多重比较是什么以及为什么需要FWE和FDR？

多重比较使用的场合都涉及到多次统计比较下判断显著性的问题。一般来说，要确定一个统计结果是不是显著的，就需要确保犯错误的概率是小于0.05的，也就是小概率，这时我们就有把握说这个统计结果是比较可靠的，显著性水平为0.05，也就是说，结果的假阳性的概率最多为5%。如果进行一次统计分析时p值的阈限是0.05，进行两次比较时，p值的阈限实际上应该是0.05*(1/2)。依次类推，如果进行和很多次的比较后，此时的p值就远远不是0.05了，为了能够控制假阳性也使得结果可被接受，因此就需要进行校正。
FWE和FDR就是两种校正p值的方式。
多重比较不是事后比较，两者首先名字就不一样，是完全不一样的东西。多重比较是进行了多次统计之后，判断结果是否显著的问题。事后比较是多水平统计结果显著后（e.g.方差分析）为了进一步探明是其中哪些水平上显著而进行的进一步的分析。

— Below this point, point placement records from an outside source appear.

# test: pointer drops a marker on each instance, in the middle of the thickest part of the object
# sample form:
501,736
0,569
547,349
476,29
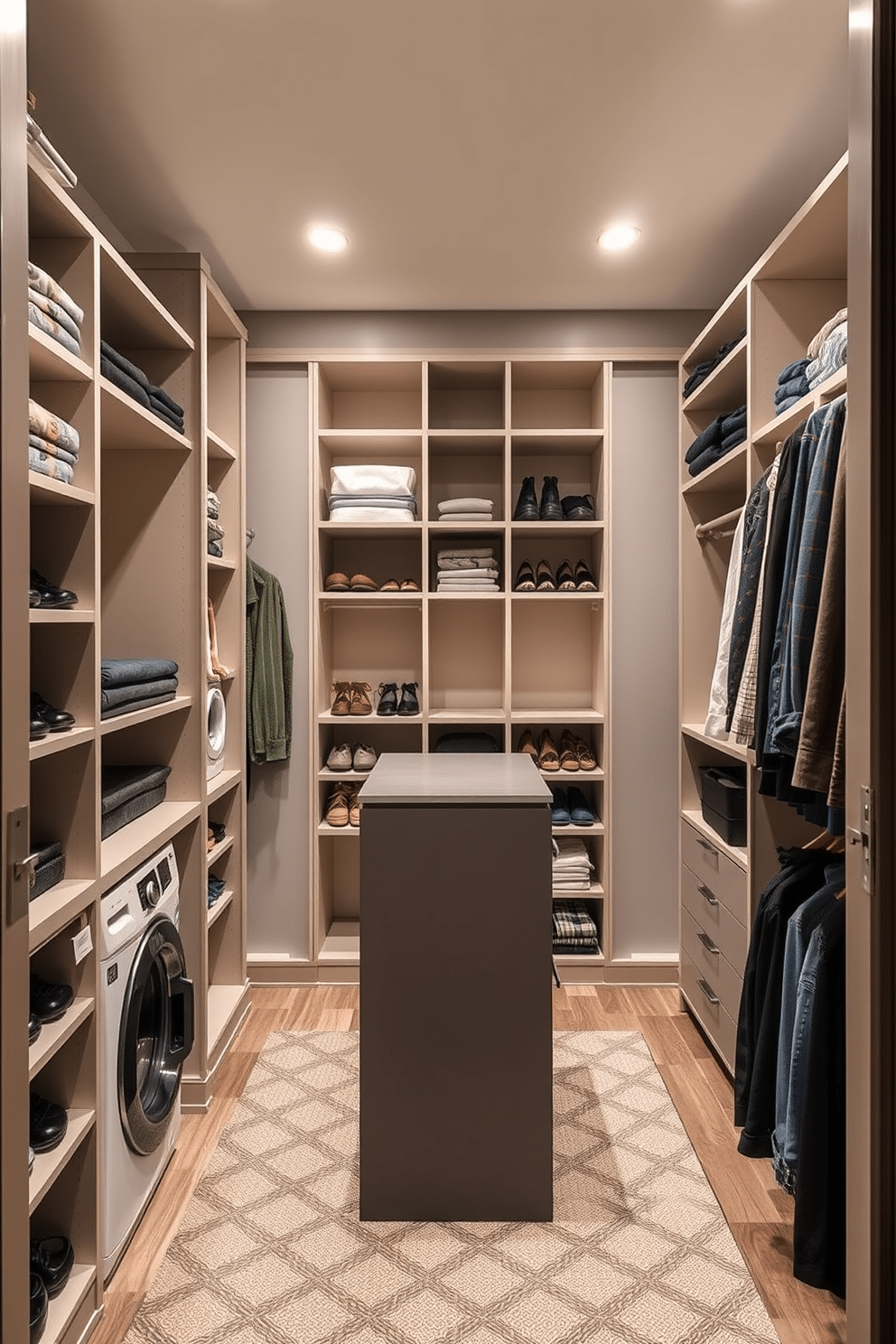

在什么时候需要多次统计，也就是多重比较呢？在脑科学中，fMRI和EEG的数据通常涉及到多个voxel通道时频点等，往往在进行比较分析中需要对这些层面上的值进行统计分析，涉及多次比较。

FWE是什么？

familywise error correction 是面临着多重比较时候的控制方法。其中最经典标准的是Bonferroni检验，计算方式就是前面提到的用一次统计时的p值阈限除以总的统计次数，即 p/n。FWE衡量的是在多次统计比较时，至少犯一次错误的概率。

FDR是什么？

我的理解是FDR false discovery rate 是在实际应用中对FWE标准的放宽。因为在实际的应用中，FWE的标准过于严格。对voxel进行了成千上万次的统计后，结果很难存活。而且另一方面，其实很难说被筛选掉的结果就一定不存在一定程度上的激活。FDR强调的是控制假阳率，也就是控制错误发现的概率的方法。控制罗FDR并不是保证结果中没有假阳性，而是保证结果中只有几个假阳性。将FDR控制水平设置为0.05将保证不超过5%的部分为假阳性。这个结果是可以被接受的，也没有FWE一样严苛。

FWE和FDR有什么异同点

FWE：更加严格，可以保证最后结果中包含的一定是显著的，但是也会带来真值没有检测出来的情况；
FDR：比FWE宽松，最终结果中真值一定会全包含，但也会包含可接受范围内的假值。

参考资料：
http://mindhive.mit.edu/book/export/html/90

此处贴上部分原文

P threshold FAQ

Frequently Asked Questions - P-thresholds

PthresholdPapers

PthresholdHowTos

PthresholdLinks

What is the multiple-comparison problem? What is familywise error correction (FWE)?
To start, Nichols and Hayasaka (PthresholdPapers) provide an excellent introduction to the issue of FWE in neuroimaging in very readable fashion. You're encouraged to check it out.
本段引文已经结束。